I miss my middle son more than words can say. My heart aches for the hole in my heart, my life and my family to be filled once again. But I know that won’t happen the way I desperately want it to happen. And I’m beginning to realize I will continue living despite that fact; I’m learning to live with this hole in my heart, my life and my family.
The joys, abundance and love God has bestowed on me before, during and after our tragedy continue to sustain me and keep me looking to Him. He has indeed been near to this broken-hearted mom. And I expect nothing less as time continues rolling by, day after day after day.
The change I sense going on in my heart, even though things stay much the same, is a very slow turning of my vision from my past, and all I held dear there, to my future, and whatever God has planned for me during the remaining days of my life. In this, I can rejoice.
Now, enjoy reading this notable passage from the book of Ecclesiastes, and thank you for reading my random thoughts as this weighty day comes to a close.
“A good name is better than fine perfume, and the day of one’s death is better than the day of one’s birth.
It is better to go to a house of mourning than to go to a house of feasting, since that is the end of all mankind, and the living should take it to heart.
Grief is better than laughter, for when a face is dad, a heart may be glad.
The heart of the wise is in a house of mourning, but the heart of fools is in a house of pleasure.
It is better to listen to rebuke from a wise person than to listen to the song of fools, for like the crackling of burning thorns under the pot, so is the laughter of the fool.”
“The end of a matter is better than its beginning; a patient spirit is better than a proud spirit.
Don’t let your spirit rush to be angry, for anger abides in the heart of fools
Don’t say, ‘Why were the former days better than these?’ since it is not wise of you to ask this.

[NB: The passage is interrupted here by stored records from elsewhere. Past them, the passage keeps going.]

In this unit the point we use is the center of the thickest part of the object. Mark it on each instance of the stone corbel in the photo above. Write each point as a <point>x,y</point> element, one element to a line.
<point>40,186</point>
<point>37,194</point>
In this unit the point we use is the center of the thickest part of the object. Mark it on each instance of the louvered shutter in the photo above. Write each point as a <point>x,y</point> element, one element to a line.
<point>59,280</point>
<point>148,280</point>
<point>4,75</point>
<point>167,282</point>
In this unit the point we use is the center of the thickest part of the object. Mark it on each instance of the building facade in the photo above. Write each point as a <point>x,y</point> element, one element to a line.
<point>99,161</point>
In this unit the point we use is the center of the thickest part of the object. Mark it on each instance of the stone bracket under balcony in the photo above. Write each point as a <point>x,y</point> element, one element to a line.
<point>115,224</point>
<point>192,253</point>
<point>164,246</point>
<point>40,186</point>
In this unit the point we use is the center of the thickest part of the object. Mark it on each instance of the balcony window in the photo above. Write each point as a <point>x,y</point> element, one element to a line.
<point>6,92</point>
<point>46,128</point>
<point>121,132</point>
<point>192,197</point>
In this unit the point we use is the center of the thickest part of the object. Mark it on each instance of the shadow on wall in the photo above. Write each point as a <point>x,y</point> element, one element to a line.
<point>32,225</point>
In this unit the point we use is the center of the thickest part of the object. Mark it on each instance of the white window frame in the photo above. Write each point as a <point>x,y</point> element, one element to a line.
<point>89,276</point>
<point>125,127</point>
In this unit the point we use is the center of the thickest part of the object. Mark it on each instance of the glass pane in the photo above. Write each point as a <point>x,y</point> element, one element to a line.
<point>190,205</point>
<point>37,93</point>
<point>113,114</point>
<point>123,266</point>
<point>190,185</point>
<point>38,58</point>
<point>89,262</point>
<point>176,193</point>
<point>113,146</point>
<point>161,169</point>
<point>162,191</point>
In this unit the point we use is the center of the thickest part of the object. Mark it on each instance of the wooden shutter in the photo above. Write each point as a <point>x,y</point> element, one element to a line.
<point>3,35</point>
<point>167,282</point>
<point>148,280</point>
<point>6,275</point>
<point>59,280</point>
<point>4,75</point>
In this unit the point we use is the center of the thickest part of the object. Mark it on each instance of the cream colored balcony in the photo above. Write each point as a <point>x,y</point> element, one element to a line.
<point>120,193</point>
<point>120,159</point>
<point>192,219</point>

Wisdom is as good as an inheritance and an advantage to those who see the sun, because wisdom is protection as silver is protection; but the advantage of knowledge is that wisdom preserves the life of its owner.
Consider the work of God, for who can straighten out what he has made crooked?
In the day of prosperity be joyful, but in the day of adversity, consider: God has make the one as well as the other, so that no one can discover anything that will come after him.”